После этого зачина гармонист играет то, что ему заказывают парни и девки. Не брезговали вечерками и молодожены. Приходили они семьей: мужья вместе с женами. Попеть, поплясать. И этим как бы заявить, что у них прежний молодой жар не угас. А где им повеселиться, как не на вечерке?
Самым любимым был танец "восьмерка". В каждый ряд становилось по восемь девок и парней. С приплясом стенка на стенку двигались они навстречу друг дружке. Спариваясь, кружились. Было в этом танце что-то взято от вальса и от удалой чечетки. Все вечерочники старались показать свое умельство: кто на что способен. Если кто-то из парней не имел еще зазнобы, здесь в самый раз ее выискивать, кроме красоты, беря в ум расторопность в работе и в весельстве. Что не чурка она с глазами, а по всем статьям пригожая.
Ни одни посиделки не обходились без игры в ремень. Девки и парни парами становились в круг. Кому выпадало первым зачинать ее, брал в руки ремень и "выбивал" шлепком того парня, который стоял возле нравившейся ему девки. Обходя круг, он делал обманчивые движения ремнем, чтобы сбить с толку пары. Поровнявшись с тем, на кого он нацеливался, чтобы занять его место около будущей зазнобы или ухажорки, хлестал "виновника". Теперь было самым важным - кто обгонит и первым займет место возле девки. Не поспевшему вовремя прибежать к нужному месту вручался ремень, который тоже намечал свою "жертву".

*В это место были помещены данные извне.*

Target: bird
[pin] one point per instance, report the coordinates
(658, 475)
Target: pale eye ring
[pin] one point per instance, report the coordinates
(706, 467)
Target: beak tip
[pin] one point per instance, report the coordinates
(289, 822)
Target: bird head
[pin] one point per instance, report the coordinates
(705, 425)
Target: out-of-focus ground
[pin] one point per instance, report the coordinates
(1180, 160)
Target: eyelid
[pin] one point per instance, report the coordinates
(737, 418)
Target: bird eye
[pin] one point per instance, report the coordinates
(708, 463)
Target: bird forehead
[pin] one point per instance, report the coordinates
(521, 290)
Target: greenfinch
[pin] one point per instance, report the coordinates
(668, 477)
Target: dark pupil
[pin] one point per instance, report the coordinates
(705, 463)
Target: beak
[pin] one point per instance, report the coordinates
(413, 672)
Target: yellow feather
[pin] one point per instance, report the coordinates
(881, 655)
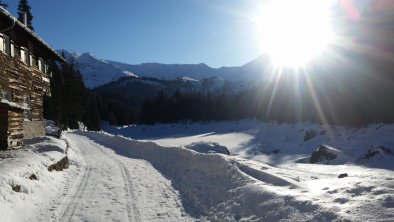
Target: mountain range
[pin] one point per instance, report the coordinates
(97, 72)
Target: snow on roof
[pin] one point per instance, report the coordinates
(4, 12)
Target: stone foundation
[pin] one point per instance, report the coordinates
(33, 129)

После вечерки девки брались за руки и с песнями и частушками, перегородив почти всю проезжую часть улицы, направлялись к своим избам. Парни следовали стайкой за ними. Если какая-нибудь из девок отрывалась от песенного ряда, ее ухажор чуть-чуть отставал от своих дружков и сворачивал к милашкиным воротам.
Давно повывелись из деревенского бытования прежние вечерки, где парни выбирали своих будущих жен, а девки приглядывались к суженным. Редко у кого найдешь в доме и гармонь. Не оттираются ныне крашеные половицы дресвой в домах. Другие танцы, другие песни, другие частушки. Но так ли мы бережно распорядились со старинными обычаями, нажитыми за века и тысячелетия, не подрубили ли самые главные нравственные корни, которыми питалось древо жизни? Без этих соков оно хирело, обеспложивалось, теряло былую крепь и общинность. Помогательные сходы у кого-нибудь из деревенских, требующие многих рук, скажем, срубить дом, отрыть колодец, день за днем увядали.
Кануло в Лету, ушло невозвратно все бывшее? И неужели только остается теперь петь ему отходную? Но отчего так неспокойно и тревожно памяти, которая в наше изменчивое, измученное время ищет в прошлом хоть какую-то опору для себя и отраду.
Константин КАРНЫШЕВ
Чудодей: Повести.
- Улан-Удэ: Бурят.
кн. изд-во, 2002.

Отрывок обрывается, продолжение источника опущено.